How to Actually Read Jo Hamya (A Practical Guide)

If you’re new to her work, don't start with the reviews. Just jump in.

First, grab Three Rooms. It’s short. You can finish it in an afternoon, but you’ll think about it for a month. It captures that specific feeling of being "in-between." In-between jobs, in-between houses, in-between identities.

Then, move on to The Hypocrite.

Read it specifically looking for the moments where you disagree with a character, and then ask yourself why. Usually, it’s because they’ve touched a nerve.

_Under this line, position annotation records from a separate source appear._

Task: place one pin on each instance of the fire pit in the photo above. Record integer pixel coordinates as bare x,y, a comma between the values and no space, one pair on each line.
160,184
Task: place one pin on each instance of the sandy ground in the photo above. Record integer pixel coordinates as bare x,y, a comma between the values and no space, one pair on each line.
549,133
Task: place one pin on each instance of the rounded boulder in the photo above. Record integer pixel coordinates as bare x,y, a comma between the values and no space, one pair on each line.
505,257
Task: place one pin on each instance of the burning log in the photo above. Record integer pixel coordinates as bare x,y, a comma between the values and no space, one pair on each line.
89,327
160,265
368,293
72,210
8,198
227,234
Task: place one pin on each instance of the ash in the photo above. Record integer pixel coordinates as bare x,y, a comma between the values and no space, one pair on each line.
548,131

Hamya is an expert at finding that nerve and pressing down hard.

Actionable Insights for the Modern Reader

  • Audit your own performance: Next time you post something "virtuous" online, ask if your private actions match that energy. That’s the Hamya test.
  • Look at the "Space" you occupy: Are you renting your life, or do you own it? Not just financially, but intellectually.
  • Embrace the mess: Stop looking for "likable" characters in fiction. The most honest books are the ones where everyone is a bit of a disaster.

Jo Hamya is basically telling us that the "hypocrite" isn't just one person—it’s the modern condition. We are all trying to navigate a broken system using the tools of the system itself. It’s contradictory. It’s annoying. It’s the truth.

To truly understand the impact of the hypocrite Jo Hamya, look at your own bookshelves and your own bank account. The gap between what we want to be and what we can afford to be is where her stories live. Whether you find that depressing or liberating depends entirely on how much of a hypocrite you’re willing to admit you are.

Start by picking up a copy of The Hypocrite at an independent bookstore. Don't just order it on Amazon—that would be too ironic, even for Hamya. Read the opening scene where the father is sitting in the dark theater. Pay attention to his physical discomfort. It’s a metaphor for how we all feel when our privilege is pointed out to us in public. Then, go for a walk through a neighborhood you can't afford to live in. Notice the windows. Notice who is inside. That feeling of being on the outside looking in? That is the essence of Hamya’s contribution to modern literature. It’s uncomfortable, it’s sharp, and it’s the most honest thing you’ll read this year.